Il mondo però si è evoluto, siamo entrati nell’epoca delle pari opportunità, anche cinematografiche, un paradiso per gli sceneggiatori ai quali basta scongelare uno script ibernato da 20 anni e ribaltare il sesso dei protagonisti per tentare la via del successo – come in Ghostbuster e Ocean’s 8 – con alterne fortune. 

è tutta questione di sesso

Ma la realtà è che nel futuro ci aspettano casting 2.0, con gli spettatori “futuri” in grado di scegliere l’attore giusto per il ruolo giusto assieme alla produzione, magari con un bel sondaggio di quelli che girano su Instagram. 

Una possibilità non tanto remota, visto che già ora i “non ancora spettatori” sono in grado di influenzare la produzione e gli attori al punto tale da costringere l’attrice più pagata di Hollywood, Scarlett Johansson, a rinunciare al ruolo di protagonista nella pellicola Rub & Tug

La pellicola avrebbe dovuto vedere la Vedova Nera del MCU vestire i panni di Jean Marie Gill, che nella Pittsburgh degli anni ’70 e ’80 fece successo gestendo un centro massaggi dove veniva anche praticata la prostituzione, il tutto dopo aver assunto l’identità di un uomo, Dante “Tex” Gill. Alla fine Gill è stato arrestato e ha scontato sette anni di prigione per evasione fiscale
L’idea che una donna interpretasse un ruolo di una transgender ha però trovato il muro della comunità LGBTQ, che ha protestando invitando la produzione a scegliere un attore Transgender per il ruolo. 

scarlett_johansson_feat

Questo tipo di situazioni paradossalmente potrebbe andare contro le pari opportunità tanto sventolate, considerando in pratica una persona “in pace con la propria sessualità naturale” non all’altezza di interpretare il ruolo a priori, senza aver mai visto l’attrice in questione interpretare un ruolo con simili caratteristiche. 
Senza contare che di fatto l’aumentare della pressione dell’opinione pubblica sulla scelta di attori e registi toglie libertà alle produzioni, che si ritrovano a dover accontentare il pubblico per evitare possibili bombardamenti mediatici nel momento dell’uscita in sala. 
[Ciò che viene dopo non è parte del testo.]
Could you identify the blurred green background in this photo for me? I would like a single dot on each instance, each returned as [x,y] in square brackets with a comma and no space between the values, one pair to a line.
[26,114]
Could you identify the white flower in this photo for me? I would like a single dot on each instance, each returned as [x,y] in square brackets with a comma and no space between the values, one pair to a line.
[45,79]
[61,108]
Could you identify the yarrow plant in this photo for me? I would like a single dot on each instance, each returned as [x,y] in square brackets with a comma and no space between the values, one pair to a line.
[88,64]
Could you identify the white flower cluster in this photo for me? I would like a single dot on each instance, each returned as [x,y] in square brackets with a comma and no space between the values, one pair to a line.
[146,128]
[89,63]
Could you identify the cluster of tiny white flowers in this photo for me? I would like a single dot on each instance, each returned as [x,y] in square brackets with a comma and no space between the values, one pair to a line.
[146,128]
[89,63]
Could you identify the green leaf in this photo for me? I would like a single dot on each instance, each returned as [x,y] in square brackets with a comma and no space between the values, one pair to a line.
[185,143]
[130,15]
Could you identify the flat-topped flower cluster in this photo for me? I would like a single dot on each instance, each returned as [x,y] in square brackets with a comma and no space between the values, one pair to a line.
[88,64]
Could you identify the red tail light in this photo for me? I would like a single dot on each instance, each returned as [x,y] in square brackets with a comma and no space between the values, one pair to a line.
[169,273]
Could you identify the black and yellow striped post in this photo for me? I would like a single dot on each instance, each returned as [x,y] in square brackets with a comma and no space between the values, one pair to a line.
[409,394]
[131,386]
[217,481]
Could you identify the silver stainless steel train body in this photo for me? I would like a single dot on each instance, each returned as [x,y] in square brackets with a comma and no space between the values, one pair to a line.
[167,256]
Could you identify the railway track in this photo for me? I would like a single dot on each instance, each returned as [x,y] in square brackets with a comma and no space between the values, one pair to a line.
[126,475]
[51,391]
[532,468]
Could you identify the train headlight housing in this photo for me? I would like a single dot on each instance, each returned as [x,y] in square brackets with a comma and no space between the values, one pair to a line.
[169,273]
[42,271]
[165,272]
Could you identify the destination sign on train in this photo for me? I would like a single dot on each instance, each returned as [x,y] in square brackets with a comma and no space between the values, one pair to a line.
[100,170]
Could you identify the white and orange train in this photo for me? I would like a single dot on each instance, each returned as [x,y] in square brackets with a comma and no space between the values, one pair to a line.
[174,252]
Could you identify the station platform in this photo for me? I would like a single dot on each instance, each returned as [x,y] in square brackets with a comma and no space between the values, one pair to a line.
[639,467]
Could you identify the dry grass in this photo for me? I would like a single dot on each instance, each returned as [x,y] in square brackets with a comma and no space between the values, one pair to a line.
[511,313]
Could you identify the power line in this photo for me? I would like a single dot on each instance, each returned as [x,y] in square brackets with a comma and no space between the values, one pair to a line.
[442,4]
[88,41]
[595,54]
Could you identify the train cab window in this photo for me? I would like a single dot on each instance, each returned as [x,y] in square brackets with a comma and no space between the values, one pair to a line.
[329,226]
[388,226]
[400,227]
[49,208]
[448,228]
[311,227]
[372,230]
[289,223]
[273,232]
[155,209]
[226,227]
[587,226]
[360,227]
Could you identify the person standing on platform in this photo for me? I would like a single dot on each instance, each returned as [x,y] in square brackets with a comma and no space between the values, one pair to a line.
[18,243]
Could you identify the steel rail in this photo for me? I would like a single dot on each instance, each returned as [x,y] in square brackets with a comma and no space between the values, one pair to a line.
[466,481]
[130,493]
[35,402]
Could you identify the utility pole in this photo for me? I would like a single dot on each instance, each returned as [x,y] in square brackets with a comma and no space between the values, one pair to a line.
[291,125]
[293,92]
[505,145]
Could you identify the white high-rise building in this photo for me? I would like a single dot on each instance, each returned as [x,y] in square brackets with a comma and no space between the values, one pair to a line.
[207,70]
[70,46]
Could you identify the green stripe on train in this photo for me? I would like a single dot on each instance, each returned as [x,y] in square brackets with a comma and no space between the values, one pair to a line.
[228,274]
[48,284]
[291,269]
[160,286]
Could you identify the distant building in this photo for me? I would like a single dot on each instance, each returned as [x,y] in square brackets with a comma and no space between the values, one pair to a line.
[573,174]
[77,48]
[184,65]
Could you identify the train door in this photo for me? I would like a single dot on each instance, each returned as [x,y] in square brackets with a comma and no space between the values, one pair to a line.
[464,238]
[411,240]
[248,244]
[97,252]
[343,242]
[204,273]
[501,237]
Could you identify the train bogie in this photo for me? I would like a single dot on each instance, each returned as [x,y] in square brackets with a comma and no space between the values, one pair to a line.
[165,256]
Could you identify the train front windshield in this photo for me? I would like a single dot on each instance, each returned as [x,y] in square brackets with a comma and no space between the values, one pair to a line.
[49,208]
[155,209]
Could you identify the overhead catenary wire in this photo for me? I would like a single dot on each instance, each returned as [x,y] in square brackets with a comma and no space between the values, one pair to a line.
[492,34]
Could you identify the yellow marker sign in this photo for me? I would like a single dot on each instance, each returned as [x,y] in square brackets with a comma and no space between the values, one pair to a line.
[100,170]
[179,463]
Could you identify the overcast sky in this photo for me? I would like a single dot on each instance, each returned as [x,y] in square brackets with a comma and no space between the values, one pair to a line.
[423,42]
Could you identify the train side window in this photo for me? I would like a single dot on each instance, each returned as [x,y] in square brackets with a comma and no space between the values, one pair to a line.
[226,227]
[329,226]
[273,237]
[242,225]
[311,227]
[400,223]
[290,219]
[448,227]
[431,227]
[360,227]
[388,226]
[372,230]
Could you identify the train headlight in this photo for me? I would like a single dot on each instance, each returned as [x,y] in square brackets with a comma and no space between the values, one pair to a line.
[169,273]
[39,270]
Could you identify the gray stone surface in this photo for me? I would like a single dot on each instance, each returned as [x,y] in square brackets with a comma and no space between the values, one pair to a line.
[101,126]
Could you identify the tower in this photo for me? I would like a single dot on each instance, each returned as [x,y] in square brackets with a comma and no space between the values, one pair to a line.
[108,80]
Un paradosso simile a quello del mondo dei DJ, che vede i proprietari delle discoteche dare l’opportunità al giovanotto di turno di suonare nel proprio locale, ma solo se portano gli amici. Cosi gli studios accontenteranno i lamentosi, nella speranza che questi siano poi presenti in sala nel momento dell’uscita, dando di fatto vita ad una sorta di “televoto” dove è il pubblico a poter scegliere. 

Ora, prima di concludere, provate un attimo a pensare a Mrs Doubtfire, alla prestazione del compianto Robin Williams, che fondamentalmente ( si lo so è diverso nella sostanza) interpreta duplice ruolo di uomo e di donna,  oppure al più calzante esempio di The Danish GirlEddie Redmayne. 

Pensate forse che le loro prestazioni non siano all’altezza? L’importanza nel cinema andrebbe data alla bravura di un attore nell’interpretare il ruolo che gli viene assegnato, qualunque sia il suo colore o il suo sesso.  Ben venga l’aumento degli attori transessuali nel mondo di Hollywood, ma devono essere scelti perchè all’altezza e non per la loro sessualità.